Odpowiedz Komentuj obrazkiem
A antydemagog
-1 / 1

@lolczyslaf czekalem na ten post. Pracuje w przemyśle zwiazanym z taka rzecza: firmy trolujące dokonały takiej aktywnosci ze miedzynarodowe organizacje zaakceptowaly jako rozwiązanie ekologiczne 'katalizatory' spalin na dużych statkach gdzie wydech jest do wody. Od teraz superkontenerowiec ktory pali 150 ton ciezkiej wachy dziennie emituje większość siarki i 'NOxów' zamiast w powietrze to w ryby. To tylko przyklad, takich rzeczy jest coraz wiecej.

Odpowiedz Komentuj obrazkiem
J justnoonee
+2 / 4

typowy g***owartor oparty na "ogólnym mniemaniu i zdrowym rozsądku". Węgiel krąży w przyrodzie w dwóch obiegach - biologicznym i geologicznym. Cykl biologiczny obejmuje zwierzęta, rośliny, grzyby, bakterie - ale też atmosferę, hydrosferę oraz gleby. Cykl geologiczny obejmuje emisje wulkaniczne, erozję chemiczną (CO2 odkłada się w metamorficznych skałach wapiennych) ale także zazębia się z cyklem biologicznym - obumarłe organizmy ulegały mineralizacji. Niektóre proste organizmy przetwarzają skały pozyskując z nich energię chemiczną.Te cykle z grubsza się bilansują, a wszelakie zmiany zajmowały setki tysięcy lat. Nawet masowe wycinanie drzew na cele opałowe nie zaburzało znacznie tego cyklu. Czym innym jest jednak pozyskiwanie węgla, którego od trzystu milionów lat w atmosferze nie było. Tego "zastrzyku" CO2 rośliny (ale i procesy wietrzenia skał) nie są w stanie "zjeść". To znaczy i owszem, sporo zostanie pochłonięte - ale obecnie nie ma szans, aby torfowiska (prekursor węgla mineralnego) miały szansę stać się skamieliną. W ciągu dwustu lat podwoiliśmy ilość węgla w atmosferze. Jest to tempo 10 000 razy większe, niż znane nam z badania przesłanek geologicznych.

Co do plastików - nikt nie mówi, że one nie są problemem. Problemem jest to, że do plastików podchodzi się nie od tej strony, co trzeba. Wrogiem stały się reklamówki (słusznie), słomki (ja tam bez nich potrafię żyć, ale sterylne słomki są niezbędne dla osób o ograniczonych zdolnościach motorycznych), ale także produkty długotrwale używalne (opakowania wielokrotnego użytku) czy artykuły medyczne (trafiłem na płacz, że soczewki kontaktowe trafiają do Bałtyku w ilości półtorej tony rocznie - co jest bujdą; tyle się w Polsce nawet nie sprzedaje).
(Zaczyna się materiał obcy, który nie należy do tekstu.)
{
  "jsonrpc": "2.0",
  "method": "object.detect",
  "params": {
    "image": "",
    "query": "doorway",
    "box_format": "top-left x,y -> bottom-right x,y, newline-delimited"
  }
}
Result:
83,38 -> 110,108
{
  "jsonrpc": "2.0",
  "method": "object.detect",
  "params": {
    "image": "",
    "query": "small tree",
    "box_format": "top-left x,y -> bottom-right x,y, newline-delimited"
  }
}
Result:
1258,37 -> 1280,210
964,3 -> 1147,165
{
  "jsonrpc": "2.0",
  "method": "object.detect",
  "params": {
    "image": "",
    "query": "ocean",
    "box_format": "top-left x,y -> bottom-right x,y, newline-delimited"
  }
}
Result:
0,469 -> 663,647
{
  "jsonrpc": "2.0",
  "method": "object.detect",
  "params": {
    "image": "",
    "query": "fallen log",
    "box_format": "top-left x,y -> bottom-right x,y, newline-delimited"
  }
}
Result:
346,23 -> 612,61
Odpowiedz Komentuj obrazkiem
N nyar
+1 / 1

Fajnie, tylko dlaczego trują dupę konsumentom a nie koncernom ?
Problemem nie jest plastik z którego zrobione są produkty tylko nadmiar opakowań.
Dlaczego ogórki są zapakowane w folię, dlaczego tak ciężko dostać nożyczki nie zapakowane w plastik. Rozumiem że pasta do zębów jest w plastikowej tubce ale po co jeszcze karton.
Nie mówcie tylko że nauka obywatela skłoni do rezygnacji z zakupu i zmniejszając popyt zmusi się producentów.
Przeciętni ludzie nie mają czasu ani pieniędzy na szukanie produktów które pomimo braku opakowania są droższe.
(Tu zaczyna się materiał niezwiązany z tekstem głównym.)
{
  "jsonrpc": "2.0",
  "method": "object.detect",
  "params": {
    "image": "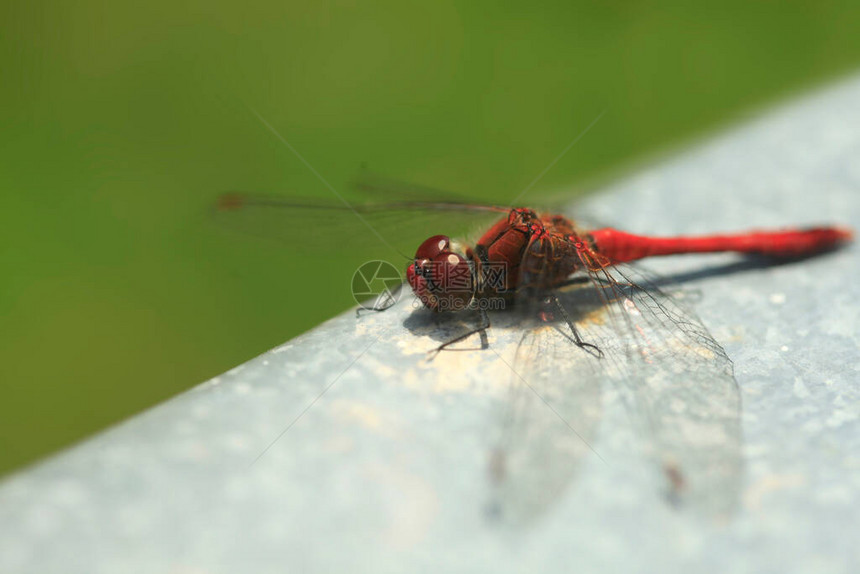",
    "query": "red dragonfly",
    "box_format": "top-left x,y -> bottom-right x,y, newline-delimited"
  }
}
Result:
220,184 -> 853,520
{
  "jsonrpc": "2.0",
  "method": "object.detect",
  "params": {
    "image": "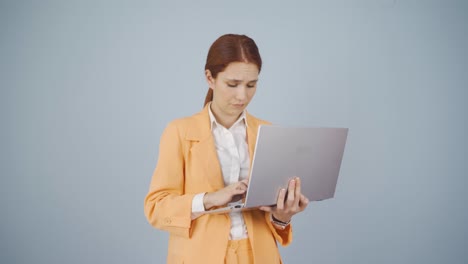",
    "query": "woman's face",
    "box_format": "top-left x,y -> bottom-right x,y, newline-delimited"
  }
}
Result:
205,62 -> 259,122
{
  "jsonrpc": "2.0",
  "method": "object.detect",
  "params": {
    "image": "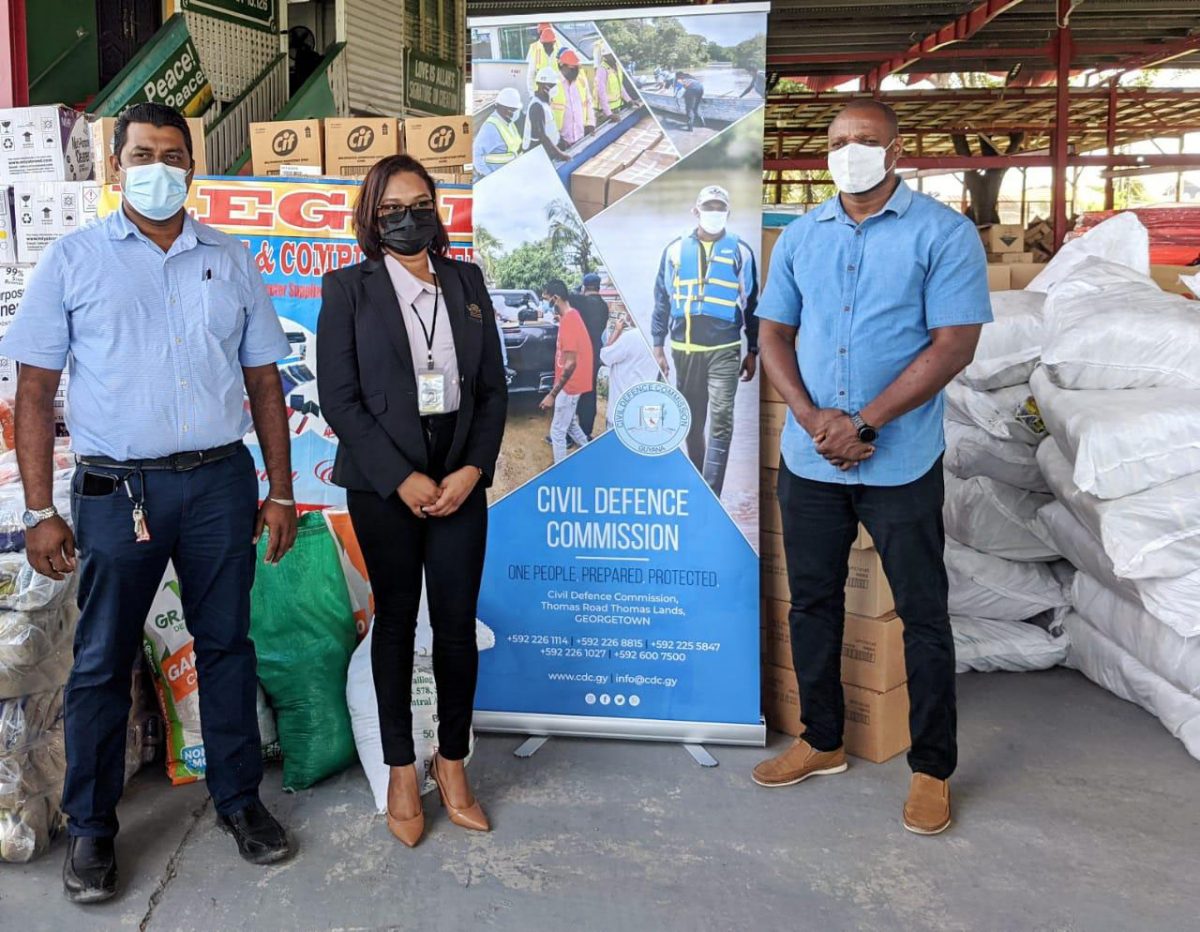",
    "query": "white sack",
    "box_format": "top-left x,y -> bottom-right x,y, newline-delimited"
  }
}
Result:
1030,368 -> 1200,499
942,474 -> 1058,561
1026,212 -> 1150,291
346,621 -> 496,812
959,291 -> 1046,391
943,421 -> 1050,492
946,380 -> 1045,446
1042,259 -> 1200,390
946,537 -> 1067,621
1063,612 -> 1200,760
1070,573 -> 1200,699
1038,438 -> 1200,579
950,617 -> 1067,673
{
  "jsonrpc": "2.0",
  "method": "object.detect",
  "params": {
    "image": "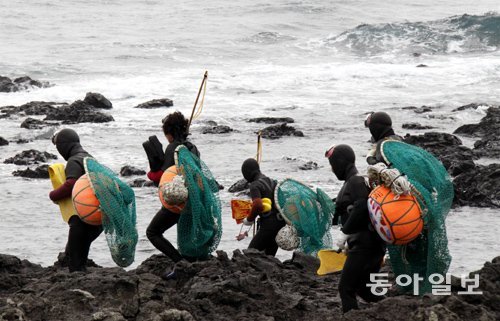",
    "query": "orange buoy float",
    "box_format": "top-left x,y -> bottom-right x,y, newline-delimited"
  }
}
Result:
368,185 -> 424,245
71,174 -> 102,225
231,199 -> 252,224
158,165 -> 188,214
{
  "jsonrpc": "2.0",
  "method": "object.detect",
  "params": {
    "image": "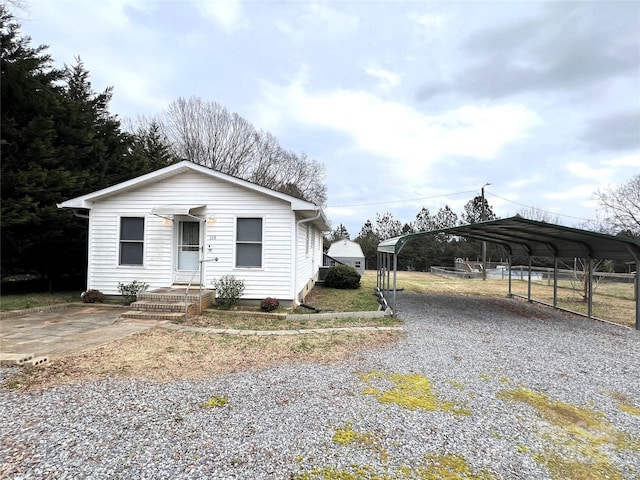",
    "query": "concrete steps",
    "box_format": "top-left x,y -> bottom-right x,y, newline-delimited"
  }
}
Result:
122,287 -> 216,321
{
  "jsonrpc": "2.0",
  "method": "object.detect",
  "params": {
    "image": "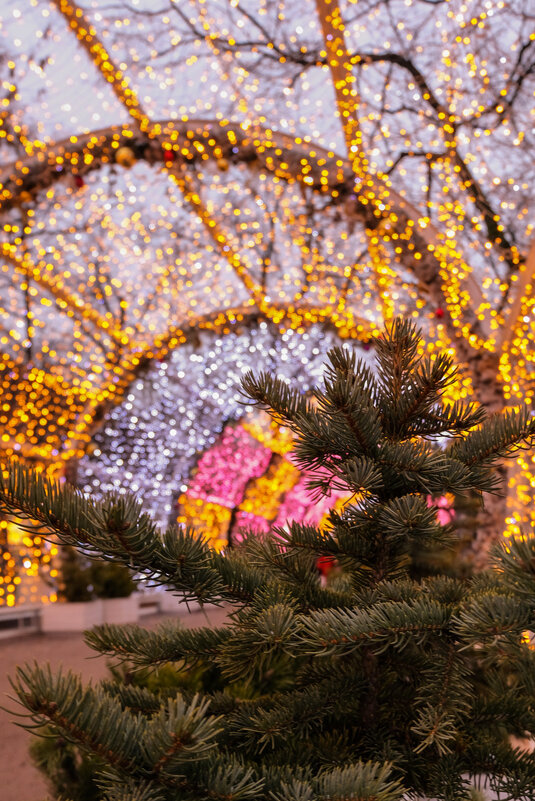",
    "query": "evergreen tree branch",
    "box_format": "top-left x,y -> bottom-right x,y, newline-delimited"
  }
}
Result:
85,620 -> 231,666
Odpowiedz Komentuj obrazkiem
avatar Kaizenpol
+2 / 2

Długo zanim człowiek pojawił się na tej planecie była taka epoka Carbon. Nazwa nieprzypadkowo odpowiada pewnemu pierwiastkowi, bo wtedy roślinki popracowały i zabrały z powietrza tenże pierwiastek oddzielając go od tlenu. Tlen uwolniły do atmosfery, a węgiel bohatersko padając uwięziły pod ziemią. Stąd mamy węgiel. Podobna sytuacja była z gazem i ropą naftową - generalnie sprowadza się do "zabrania" węgla z atmosferycznego dwutlenku węgla i schowania go pod ziemią. Dzięki znacznemu obniżeniu zawartości CO2 w atmosferze i zwiększeniu O2 warunki zaczęły sprzyjać człowiekowi. Innych nie znamy - i najprawdopodobniej nie przeżylibyśmy w świecie, jaki był przed schowaniem węgla pod ziemią tak jak i nie przeżyjemy gdy ten węgiel uwolnimy znowu do atmosfery.
I nie chodzi tu tylko o powietrze, którym oddychamy. Chodzi o zmianę temperatur, składu i kwasowości wody (CO2 rozpuszczając się w wodzie tworzy kwas węglowy rozpuszczający skorupy skorupiaków - a ich wyginięcie to trudne do oszacowania zmiany w ekosystemie).

Współczesne rośliny są wstanie związać tylko tyle C z CO2 ile wynosi przyrost ich masy. A po śmierci rozkładają się nawet, jak nie zostaną spalone - i CO2 wraca do atmosfery. Więc nie pochłoną tego, co uwalniamy spalając paliwa kopalne czy uwalniając metan np. z wiecznej zmarzliny.